Movimento Imprensa Digna amplia articulação nacional por relações de trabalho justas na comunicação
RedeSat
O jornalista Gilvandro Oliveira Filho é o atual presidente do Movimento Imprensa Digna, iniciativa que nasce com o objetivo de fortalecer o diálogo institucional e promover relações de trabalho justas e legais no setor da comunicação. O movimento atua em defesa de jornalistas, radialistas, cinegrafistas, operadores de câmera, técnicos de áudio e vídeo, produtores e profissionais da área em geral.
É importante destacar que existem muitas empresas de comunicação sérias e comprometidas, que cumprem a legislação trabalhista e valorizam seus colaboradores. O Movimento Imprensa Digna não tem como alvo essas empresas. Ao contrário, busca preservar e reconhecer quem atua corretamente, ao mesmo tempo em que propõe medidas para enfrentar práticas irregulares ainda existentes em parte do setor.
Sob a presidência de Gilvandro, o movimento pretende realizar ações concretas de diálogo e articulação junto ao Congresso Nacional, ao Ministério do Trabalho, ao Ministério Público do Trabalho e também à Presidência da República.
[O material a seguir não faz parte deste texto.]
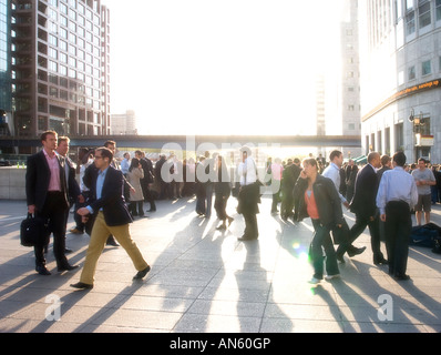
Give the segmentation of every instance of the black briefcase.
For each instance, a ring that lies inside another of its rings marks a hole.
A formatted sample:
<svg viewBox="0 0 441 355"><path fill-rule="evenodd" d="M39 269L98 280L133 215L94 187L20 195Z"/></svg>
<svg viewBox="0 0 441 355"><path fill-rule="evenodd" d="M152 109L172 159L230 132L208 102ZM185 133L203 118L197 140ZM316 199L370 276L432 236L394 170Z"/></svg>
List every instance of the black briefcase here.
<svg viewBox="0 0 441 355"><path fill-rule="evenodd" d="M332 239L334 239L335 245L339 245L345 242L348 243L349 237L350 237L350 229L349 229L348 222L346 222L346 220L343 220L341 222L341 227L335 226L332 229Z"/></svg>
<svg viewBox="0 0 441 355"><path fill-rule="evenodd" d="M45 245L48 240L49 229L47 221L28 213L28 217L21 221L20 244L23 246Z"/></svg>

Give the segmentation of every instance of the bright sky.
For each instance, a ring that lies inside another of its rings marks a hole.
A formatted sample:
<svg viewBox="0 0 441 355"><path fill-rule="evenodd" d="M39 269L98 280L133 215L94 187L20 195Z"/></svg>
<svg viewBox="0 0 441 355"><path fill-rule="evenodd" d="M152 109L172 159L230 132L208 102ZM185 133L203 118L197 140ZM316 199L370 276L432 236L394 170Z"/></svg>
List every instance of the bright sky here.
<svg viewBox="0 0 441 355"><path fill-rule="evenodd" d="M103 3L111 110L134 110L141 134L316 134L315 79L335 1Z"/></svg>

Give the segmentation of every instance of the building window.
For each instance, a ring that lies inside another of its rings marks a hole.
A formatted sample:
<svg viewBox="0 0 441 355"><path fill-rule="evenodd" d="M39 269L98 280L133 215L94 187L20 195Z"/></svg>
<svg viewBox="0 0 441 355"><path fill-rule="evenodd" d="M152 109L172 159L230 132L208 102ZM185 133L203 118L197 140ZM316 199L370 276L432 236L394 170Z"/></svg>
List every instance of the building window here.
<svg viewBox="0 0 441 355"><path fill-rule="evenodd" d="M396 151L404 149L404 126L402 123L396 124Z"/></svg>
<svg viewBox="0 0 441 355"><path fill-rule="evenodd" d="M418 8L419 11L419 27L420 29L431 23L431 11L429 1L419 1L422 4Z"/></svg>
<svg viewBox="0 0 441 355"><path fill-rule="evenodd" d="M421 74L424 75L429 75L432 73L432 65L430 60L427 60L425 62L421 63Z"/></svg>
<svg viewBox="0 0 441 355"><path fill-rule="evenodd" d="M406 14L406 34L412 34L416 31L416 12L410 11Z"/></svg>
<svg viewBox="0 0 441 355"><path fill-rule="evenodd" d="M414 65L412 65L408 69L408 78L409 78L409 80L414 80L417 78Z"/></svg>

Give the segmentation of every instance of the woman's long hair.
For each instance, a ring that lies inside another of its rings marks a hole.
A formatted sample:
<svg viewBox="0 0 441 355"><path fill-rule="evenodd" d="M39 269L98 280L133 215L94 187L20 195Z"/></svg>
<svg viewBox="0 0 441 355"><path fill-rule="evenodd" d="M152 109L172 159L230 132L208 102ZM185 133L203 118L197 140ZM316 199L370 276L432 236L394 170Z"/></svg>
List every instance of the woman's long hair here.
<svg viewBox="0 0 441 355"><path fill-rule="evenodd" d="M139 168L139 166L140 166L140 160L137 158L133 158L130 163L129 171L131 172L133 168Z"/></svg>

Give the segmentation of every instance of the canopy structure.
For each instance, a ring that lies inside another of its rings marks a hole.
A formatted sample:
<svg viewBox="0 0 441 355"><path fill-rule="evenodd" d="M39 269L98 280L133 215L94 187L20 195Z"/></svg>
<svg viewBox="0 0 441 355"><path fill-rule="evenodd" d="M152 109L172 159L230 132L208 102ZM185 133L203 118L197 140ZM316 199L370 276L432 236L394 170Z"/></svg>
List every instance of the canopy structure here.
<svg viewBox="0 0 441 355"><path fill-rule="evenodd" d="M356 164L366 164L368 162L368 156L361 155L352 159Z"/></svg>

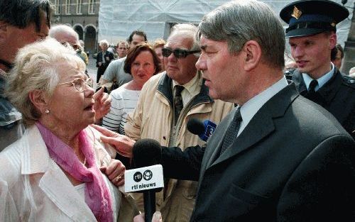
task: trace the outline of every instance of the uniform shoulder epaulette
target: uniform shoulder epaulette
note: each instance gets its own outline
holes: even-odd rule
[[[351,88],[355,89],[355,79],[349,76],[343,75],[343,83]]]

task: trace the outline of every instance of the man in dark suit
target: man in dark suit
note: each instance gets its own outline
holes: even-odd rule
[[[207,13],[199,34],[209,95],[238,106],[205,148],[153,145],[133,162],[155,158],[165,177],[199,181],[191,221],[354,221],[354,140],[287,82],[278,16],[261,1],[231,1]],[[102,131],[130,155],[133,142]]]
[[[289,24],[286,38],[298,68],[286,77],[300,94],[323,106],[355,137],[355,79],[342,75],[331,62],[337,52],[336,24],[348,10],[332,1],[298,1],[283,8],[280,16]]]
[[[107,40],[101,40],[99,45],[102,51],[97,53],[97,57],[96,57],[96,67],[97,67],[97,83],[99,82],[101,76],[104,74],[109,64],[114,58],[114,54],[107,51],[109,48],[109,42],[107,42]]]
O objetivo é construir soluções institucionais que combatam a precarização do trabalho, promovam segurança jurídica e garantam dignidade aos profissionais da comunicação.
Entre os principais pontos defendidos estão o combate à pejotização irregular, o acúmulo excessivo de funções, o descumprimento de contratos e a imposição de jornadas incompatíveis com a atividade profissional. Em muitos casos, trabalhadores são levados a exercer múltiplas funções — repórter, redator, editor, operador técnico, cinegrafista e até motorista — sob ameaça de desligamento ou cancelamento de contratos.
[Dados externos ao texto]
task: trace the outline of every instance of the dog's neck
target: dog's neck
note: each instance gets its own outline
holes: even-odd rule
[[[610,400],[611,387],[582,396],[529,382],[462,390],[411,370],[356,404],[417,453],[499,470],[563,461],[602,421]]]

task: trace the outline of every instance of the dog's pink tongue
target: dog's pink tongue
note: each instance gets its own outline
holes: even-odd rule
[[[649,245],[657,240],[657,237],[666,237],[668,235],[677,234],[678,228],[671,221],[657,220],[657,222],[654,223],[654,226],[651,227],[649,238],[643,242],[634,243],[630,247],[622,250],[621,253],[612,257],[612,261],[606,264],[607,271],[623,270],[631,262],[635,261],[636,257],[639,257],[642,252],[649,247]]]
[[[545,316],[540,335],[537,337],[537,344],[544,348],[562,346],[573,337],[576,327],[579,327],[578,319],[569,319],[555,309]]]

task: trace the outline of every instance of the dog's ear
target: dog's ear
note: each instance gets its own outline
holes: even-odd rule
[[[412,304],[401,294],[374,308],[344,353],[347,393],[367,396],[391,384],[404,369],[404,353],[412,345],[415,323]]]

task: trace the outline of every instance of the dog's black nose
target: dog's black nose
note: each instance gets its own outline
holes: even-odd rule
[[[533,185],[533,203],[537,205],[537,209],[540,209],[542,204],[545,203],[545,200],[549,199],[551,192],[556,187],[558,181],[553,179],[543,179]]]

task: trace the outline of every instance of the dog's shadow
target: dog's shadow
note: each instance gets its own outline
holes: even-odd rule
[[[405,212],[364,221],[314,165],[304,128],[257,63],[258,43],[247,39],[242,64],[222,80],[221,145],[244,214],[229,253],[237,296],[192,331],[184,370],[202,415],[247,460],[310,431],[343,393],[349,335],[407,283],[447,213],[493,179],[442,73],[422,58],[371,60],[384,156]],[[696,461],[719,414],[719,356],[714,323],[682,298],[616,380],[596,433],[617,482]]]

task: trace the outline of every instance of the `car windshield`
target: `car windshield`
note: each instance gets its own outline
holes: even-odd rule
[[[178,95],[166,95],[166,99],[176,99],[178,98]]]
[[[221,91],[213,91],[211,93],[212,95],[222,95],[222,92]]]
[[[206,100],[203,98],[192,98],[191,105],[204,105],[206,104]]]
O Movimento Imprensa Digna também chama atenção para a situação dos radialistas e operadores técnicos, frequentemente invisibilizados, mas essenciais para o funcionamento do rádio e da televisão. A valorização desses profissionais é central para garantir qualidade na informação e respeito à legislação.
A proposta do movimento é clara: diálogo antes do conflito, fiscalização justa e, quando necessário, responsabilização das empresas que insistem em atuar à margem da lei. Comunicação não pode ser sinônimo de precarização. Informação de qualidade só existe quando quem a produz trabalha com dignidade.
O Movimento Imprensa Digna se coloca como ponte entre profissionais, empresas responsáveis e o poder público, reafirmando que valorizar o trabalhador da comunicação é fortalecer a democracia brasileira.